08.12.2013 Cumartesi
Karda yürümek zordur: Varaždin
Hırvatistan’daki
son günümü Varaždin adlı, Macaristan sınırına yakın bir kente ayırmıştım. Bir
dönem başkentlik de yapan şehrin küçük ama tarihi öneme sahip olması beni
çekmişti. Birkaç yıl önce Çek Cumhuriyeti’ndeyken Cesky Krumlov’a yaptığım kısa
ama hoş ziyarete benzer bir deneyim yaşamayı ümit ediyordum. Ama o günkü
şartlar bambaşkaydı, özellikle hava durumu çok daha elverişliydi ve talih
benden yanaydı. Bu kez ise “bahtsız bedevi” bendim ve bir kutup ayısı
görmediğim kalmıştı ki hava durumuna bakınca bu hiç de düşük bir ihtimal
değildi.
Hazırlanıp
dışarı çıkmak için avluya açılan kapıyı açınca büyük bir sürprizle karşılaştım.
Gece boyunca yağan kar yüzünden kapının önündeki kar tabakası neredeyse belime
geliyordu, kar yağışı da tüm hızıyla devam ediyordu. Hemen kapıyı kapatıp
üstüme daha kalın bir şeyler giydim ve planımı mümkün olduğunca sürdürmeye
karar verdim.
Diz boyumu
geçen karları yara yara, buza basıp düşmemeye azami dikkat göstererek ana yola
çıktım, oradan da bata çıka otogara yürüdüm. Şaşırtıcıydı ki otobüsler
çalışıyordu, ama doğrusu bu karda yola çıkmak konusunda tereddütlerim vardı.

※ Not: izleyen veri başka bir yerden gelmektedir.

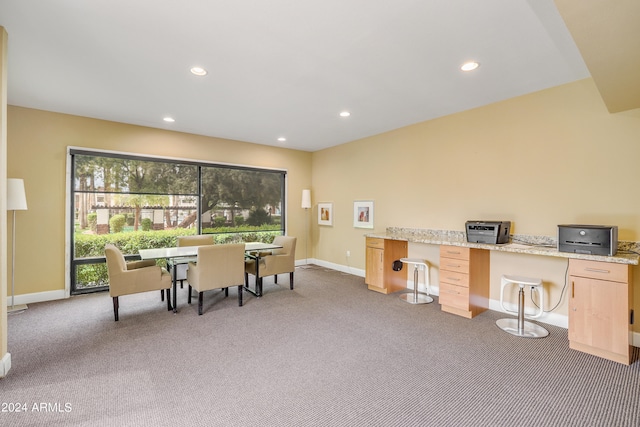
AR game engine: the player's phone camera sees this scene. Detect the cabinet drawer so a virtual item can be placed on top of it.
[569,259,629,283]
[367,237,384,249]
[438,283,469,310]
[440,258,469,274]
[440,245,471,260]
[440,269,469,288]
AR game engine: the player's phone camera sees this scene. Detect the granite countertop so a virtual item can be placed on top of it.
[366,227,640,265]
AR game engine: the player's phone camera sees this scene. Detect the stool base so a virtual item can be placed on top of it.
[400,292,433,304]
[496,319,549,338]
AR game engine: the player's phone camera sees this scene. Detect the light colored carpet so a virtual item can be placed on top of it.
[0,266,640,427]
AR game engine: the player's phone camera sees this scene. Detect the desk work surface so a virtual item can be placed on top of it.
[366,227,640,265]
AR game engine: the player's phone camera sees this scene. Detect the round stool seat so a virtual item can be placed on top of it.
[400,258,433,304]
[496,275,549,338]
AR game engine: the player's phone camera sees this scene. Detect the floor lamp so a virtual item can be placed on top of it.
[302,190,311,265]
[7,178,27,312]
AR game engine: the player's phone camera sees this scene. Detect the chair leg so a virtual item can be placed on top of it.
[113,297,120,322]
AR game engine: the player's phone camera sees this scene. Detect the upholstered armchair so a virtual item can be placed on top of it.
[187,243,244,315]
[104,244,172,322]
[174,234,215,288]
[244,236,296,295]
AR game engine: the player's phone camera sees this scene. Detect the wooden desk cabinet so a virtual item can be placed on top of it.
[364,237,408,294]
[569,259,633,365]
[439,245,489,319]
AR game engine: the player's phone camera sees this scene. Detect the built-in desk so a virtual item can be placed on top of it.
[366,228,640,365]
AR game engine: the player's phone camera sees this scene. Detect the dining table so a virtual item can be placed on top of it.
[138,242,282,313]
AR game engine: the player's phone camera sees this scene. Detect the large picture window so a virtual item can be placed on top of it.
[69,149,286,294]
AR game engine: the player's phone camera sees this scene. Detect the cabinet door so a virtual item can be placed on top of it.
[365,246,384,288]
[569,276,630,355]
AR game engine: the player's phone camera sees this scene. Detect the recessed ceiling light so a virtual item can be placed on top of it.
[460,61,480,71]
[191,67,207,76]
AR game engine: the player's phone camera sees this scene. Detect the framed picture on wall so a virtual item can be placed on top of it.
[318,203,333,225]
[353,200,373,228]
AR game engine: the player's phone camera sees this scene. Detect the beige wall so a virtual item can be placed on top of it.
[8,106,311,295]
[312,79,640,331]
[0,27,11,372]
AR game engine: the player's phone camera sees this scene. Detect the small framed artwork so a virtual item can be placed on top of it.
[318,203,333,225]
[353,200,373,228]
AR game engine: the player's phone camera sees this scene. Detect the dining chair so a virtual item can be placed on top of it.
[187,243,245,315]
[244,236,296,294]
[104,243,172,322]
[173,234,215,288]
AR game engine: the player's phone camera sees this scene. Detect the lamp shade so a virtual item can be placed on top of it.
[7,178,27,211]
[302,190,311,209]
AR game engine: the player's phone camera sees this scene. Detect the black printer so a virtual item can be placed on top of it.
[558,224,618,256]
[465,221,511,244]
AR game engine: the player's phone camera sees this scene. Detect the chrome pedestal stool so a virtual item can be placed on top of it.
[400,258,433,304]
[496,275,549,338]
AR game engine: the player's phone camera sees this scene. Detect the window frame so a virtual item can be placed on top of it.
[65,146,288,297]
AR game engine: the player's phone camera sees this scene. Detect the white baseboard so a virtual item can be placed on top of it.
[7,290,69,307]
[0,353,11,378]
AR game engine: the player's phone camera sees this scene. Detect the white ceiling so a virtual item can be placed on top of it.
[0,0,589,151]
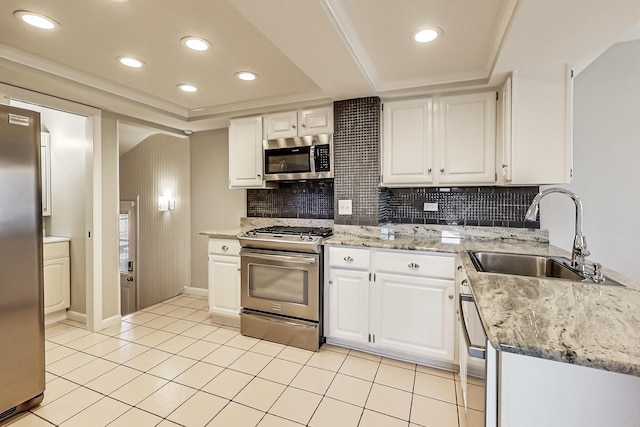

Yine de Varaždin’e bir gidiş-dönüş bileti aldım (128 KN). Zagreb-Varaždin arası
yaklaşık 2 saatti ama yoğun kar yağışı altında ve düşük görüş mesafesinde yolun
pek de kolay geçmeyeceği açıktı.
Tüm Zagreb'i etkisi altına alan kar yağışına rağmen şehirlerarası otobüsler çalışıyordu. |
Varaždin,
özellikle Macar etkisi altında kalmış ve Barok mimarisiyle dikkati çeken bir
şehir. Özellikle yaz aylarında çeşitli festivalleriyle turistik niteliği
artıyormuş. Şehir 12. yüzyılda çevresindeki termal kaynaklar nedeniyle adını
duyurmaya başlamış. Şehir Osmanlı akınları nedeniyle inşa edilen kalenin
etrafında şekillenmiş. 13. yüzyılda Hospitaler Şövalyeleri buraya gelip bir
kilise ve manastır kurmuşlar. Şehir genelde Macar kökenli Hırvat asillerin
yönetiminde kalmış. 1756’da Hırvatistan’ın başkenti ilan edilmiş. 18.
yüzyıldaki reform hareketleri kenti de etkilemiş ve kent Barok görünümüne bu
dönemde erişmiş. Ancak 1776’da kenti harabeye çeviren bir yangından sonra
başkent yeniden Zagreb’e taşınmış. 19. ve 20. yüzyıllarda ise kent yeniden
toparlanıp kalkınmış, özellikle tekstil alanında söz sahibi olan bir sanayi
kentine dönüşmüş.
Yarım saat
gecikmeli de olsa sağ salim Varaždin’e vardık. Zagreb gibi burası da karlar
altındaydı. Otobüsten inince hemen dönüş seferlerini kontrol ettim. Neyse ki
her yarım saatte bir Zagreb otobüsü kalkıyordu. Bu kar kıyamette ne göreceksem
görüp, öğle vaktini fazla geçirmeden dönmeyi kafama koydum.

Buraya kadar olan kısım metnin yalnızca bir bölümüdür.